Micaela vio taxis en la dirección que su hijo quería ir y fue hacia allí con el resto de sus hijos.

En ese momento, una figura alta, rodeada de guardaespaldas, salió por la puerta.

Sus rasgos eran cautivadores, y las gafas de sol que llevaba no podían ocultar su aura intimidatoria, reservada y fría, que atrajo un par de miradas atónitas de la multitud.

Enzo Gorostiaga se quedó al lado del hombre y observó la reacción de los espectadores. Estaba acostumbrado a esa escena. Su jefe era el centro de atención allá donde fuera.

Miró a su alrededor y se fijó en un par de niños a lo lejos, lo que le hizo volver a mirarlos. Tal vez fuera por Francisco que los niños de esa edad le parecían simpáticos.

Los cuatro niños llevaban ropa a juego y cada uno llevaba una mochila mientras se reunían en torno a una mujer.

Por curiosidad, Enzo volvió a echarles un vistazo.

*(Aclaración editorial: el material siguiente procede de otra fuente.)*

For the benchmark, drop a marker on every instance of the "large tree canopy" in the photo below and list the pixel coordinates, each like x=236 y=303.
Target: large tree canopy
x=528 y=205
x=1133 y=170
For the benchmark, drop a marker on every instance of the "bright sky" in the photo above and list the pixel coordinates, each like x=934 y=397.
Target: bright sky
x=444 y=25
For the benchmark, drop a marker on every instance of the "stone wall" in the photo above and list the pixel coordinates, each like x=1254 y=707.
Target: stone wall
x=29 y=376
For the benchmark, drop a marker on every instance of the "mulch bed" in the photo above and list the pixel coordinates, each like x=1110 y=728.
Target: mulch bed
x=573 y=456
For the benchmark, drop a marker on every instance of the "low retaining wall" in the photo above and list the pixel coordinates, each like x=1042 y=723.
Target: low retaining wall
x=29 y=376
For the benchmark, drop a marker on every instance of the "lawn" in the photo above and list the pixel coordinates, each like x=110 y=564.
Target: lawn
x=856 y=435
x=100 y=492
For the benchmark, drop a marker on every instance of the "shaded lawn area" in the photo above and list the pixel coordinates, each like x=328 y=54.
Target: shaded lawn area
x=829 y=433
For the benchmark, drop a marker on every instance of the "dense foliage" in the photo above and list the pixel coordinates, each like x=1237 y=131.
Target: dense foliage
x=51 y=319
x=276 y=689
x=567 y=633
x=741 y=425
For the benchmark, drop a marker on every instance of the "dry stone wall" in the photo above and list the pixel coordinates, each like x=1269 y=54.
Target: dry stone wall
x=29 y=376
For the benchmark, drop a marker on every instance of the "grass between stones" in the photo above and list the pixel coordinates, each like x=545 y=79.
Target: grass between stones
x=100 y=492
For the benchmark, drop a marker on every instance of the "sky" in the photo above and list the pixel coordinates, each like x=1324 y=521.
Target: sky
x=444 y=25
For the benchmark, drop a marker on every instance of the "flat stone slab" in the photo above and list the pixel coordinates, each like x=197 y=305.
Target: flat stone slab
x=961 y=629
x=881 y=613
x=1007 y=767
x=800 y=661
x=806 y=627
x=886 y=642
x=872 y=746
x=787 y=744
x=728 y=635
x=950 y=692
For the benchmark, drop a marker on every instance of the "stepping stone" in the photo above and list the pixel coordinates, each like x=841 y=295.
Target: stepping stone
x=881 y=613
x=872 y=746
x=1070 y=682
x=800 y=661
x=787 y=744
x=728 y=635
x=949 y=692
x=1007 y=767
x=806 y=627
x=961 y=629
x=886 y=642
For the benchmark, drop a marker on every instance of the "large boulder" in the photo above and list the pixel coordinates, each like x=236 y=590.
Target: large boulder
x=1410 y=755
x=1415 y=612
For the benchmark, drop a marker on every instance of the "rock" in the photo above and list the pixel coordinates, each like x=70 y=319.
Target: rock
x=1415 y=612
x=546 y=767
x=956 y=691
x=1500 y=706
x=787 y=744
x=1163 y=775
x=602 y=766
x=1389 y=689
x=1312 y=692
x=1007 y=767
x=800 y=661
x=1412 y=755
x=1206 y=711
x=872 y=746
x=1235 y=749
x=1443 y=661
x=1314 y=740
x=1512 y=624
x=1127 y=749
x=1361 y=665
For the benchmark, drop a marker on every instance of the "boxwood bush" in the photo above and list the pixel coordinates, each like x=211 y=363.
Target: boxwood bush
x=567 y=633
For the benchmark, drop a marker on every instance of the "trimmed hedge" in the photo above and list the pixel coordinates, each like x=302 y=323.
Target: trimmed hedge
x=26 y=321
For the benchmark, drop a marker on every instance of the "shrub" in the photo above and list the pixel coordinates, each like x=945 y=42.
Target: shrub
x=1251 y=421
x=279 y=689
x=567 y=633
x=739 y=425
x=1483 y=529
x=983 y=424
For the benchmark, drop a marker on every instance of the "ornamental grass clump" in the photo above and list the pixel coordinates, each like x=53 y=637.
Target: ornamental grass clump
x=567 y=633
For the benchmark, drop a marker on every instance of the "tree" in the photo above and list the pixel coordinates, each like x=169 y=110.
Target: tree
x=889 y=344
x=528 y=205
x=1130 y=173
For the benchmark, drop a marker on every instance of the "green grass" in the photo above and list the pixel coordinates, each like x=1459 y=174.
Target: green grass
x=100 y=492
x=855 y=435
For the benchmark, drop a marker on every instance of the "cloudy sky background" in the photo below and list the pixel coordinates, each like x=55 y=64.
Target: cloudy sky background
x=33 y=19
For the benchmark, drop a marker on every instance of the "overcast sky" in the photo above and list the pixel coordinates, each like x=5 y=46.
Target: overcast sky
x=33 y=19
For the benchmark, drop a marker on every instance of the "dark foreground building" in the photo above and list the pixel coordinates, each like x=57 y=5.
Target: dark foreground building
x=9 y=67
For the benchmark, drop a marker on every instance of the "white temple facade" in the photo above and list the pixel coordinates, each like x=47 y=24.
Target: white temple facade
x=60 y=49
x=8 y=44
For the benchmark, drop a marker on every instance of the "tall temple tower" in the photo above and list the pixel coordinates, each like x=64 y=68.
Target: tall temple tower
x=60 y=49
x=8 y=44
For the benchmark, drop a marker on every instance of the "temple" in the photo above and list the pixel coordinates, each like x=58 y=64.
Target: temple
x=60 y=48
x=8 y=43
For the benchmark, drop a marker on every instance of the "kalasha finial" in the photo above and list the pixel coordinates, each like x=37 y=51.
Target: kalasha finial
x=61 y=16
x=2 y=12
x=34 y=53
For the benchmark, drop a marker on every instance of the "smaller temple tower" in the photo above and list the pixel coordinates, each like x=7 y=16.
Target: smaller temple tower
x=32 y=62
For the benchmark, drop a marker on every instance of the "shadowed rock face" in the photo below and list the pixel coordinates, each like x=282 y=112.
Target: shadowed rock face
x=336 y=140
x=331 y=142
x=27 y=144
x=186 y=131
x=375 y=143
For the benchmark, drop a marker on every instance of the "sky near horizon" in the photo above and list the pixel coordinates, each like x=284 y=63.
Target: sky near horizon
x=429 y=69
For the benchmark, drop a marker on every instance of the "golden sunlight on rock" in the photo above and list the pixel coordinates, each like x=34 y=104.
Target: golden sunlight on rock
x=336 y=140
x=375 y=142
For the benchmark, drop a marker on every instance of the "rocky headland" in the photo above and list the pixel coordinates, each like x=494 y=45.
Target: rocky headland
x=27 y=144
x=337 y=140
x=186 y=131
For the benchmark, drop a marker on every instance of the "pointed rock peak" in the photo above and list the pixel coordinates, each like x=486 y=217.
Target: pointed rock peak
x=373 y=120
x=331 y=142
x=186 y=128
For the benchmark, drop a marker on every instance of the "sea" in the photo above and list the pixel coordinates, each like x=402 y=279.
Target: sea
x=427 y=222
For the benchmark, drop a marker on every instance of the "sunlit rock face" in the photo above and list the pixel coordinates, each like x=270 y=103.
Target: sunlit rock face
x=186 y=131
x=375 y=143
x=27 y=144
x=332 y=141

«¿Podrían ser cuatrillizos?»

Miró a la mujer que estaba a su lado y se quedó atónito por su figura, incluso sólo al verla de espaldas.

Francisco se asomó en dirección a Enzo y fue alertado de su presencia. Giró la cabeza con urgencia.

«¡Papá está aquí!»

Enzo vio el perfil lateral del niño y se sorprendió.

—Señor Betancurt, Francisco...

—Entra en el coche. No pierdas tiempo —dijo el hombre.

Enzo volvió su mirada al coche y suspiró aliviado al ver una cara conocida en él.

Sonrió y negó con la cabeza. «Le confundí con otra persona».

Sólo a los niños les gustaban esas cosas, pero no lo rechazaría si su hijo le ofreciera uno.

—¿Esto es para papá?

Gaspar miró las golosinas que tenía en las manos antes de volverse a mirar a Bautista, que se había quitado las gafas de sol. La gente tenía miedo de mirarle a los ojos, como si encontrarse con su mirada fuera a traicionar sus secretos.

El pequeño se quedó helado. Los dulces eran para sus hermanos y no para Bautista.

—¡Yo... te daré uno!

Como había comprado cinco, no iba a poder terminarlos solo, y estaban empezando a derretirse.

Al ver que su hijo le miraba fijo, Bautista tomó el algodón de azúcar y lo mordió. El intenso golpe de dulzura en la boca le incomodó, así que arrugó las cejas.

«Esto es demasiado dulce».

—No comas demasiado de estas cosas dulces. Tendrás caries. —Bautista lanzó una mirada a su hijo.

—Francisco, ¿también has comprado uno para mí? —Enzo miró a Gaspar con una sonrisa en la cara. El pequeño parpadeó y se desplazó hacia delante para darle a Enzo dos algodones de azúcar. Ahora le quedaban dos para él. Uno de ellos ya había sido casi devorado.

—¡Gracias, pequeño! —Enzo se sentó de nuevo y comió feliz el dulce.

A Bautista se le cayó la cara cuando se dio cuenta de la generosidad de su hijo con Enzo. Después de dar dos mordiscos, fue incapaz de dar otro. Entonces se quedó mirando el algodón de azúcar que tenía en la mano mientras intentaba averiguar qué hacer con él.

Gaspar notó que Bautista se esforzaba por comerlo como si fuera una medicina, así que le dijo en un susurro:

—Devuélvemelo si no te gusta.

Bautista se dio cuenta que a Gaspar se le antojaban, así que le devolvió los dulces.

—La próxima vez, si quieres comer algo, sólo compra uno. No compres demasiados.

—¡Está bien! —respondió Gaspar. Se sentó en un rincón y comió su golosina. Sus ojos miraban a Bautista de vez en cuando.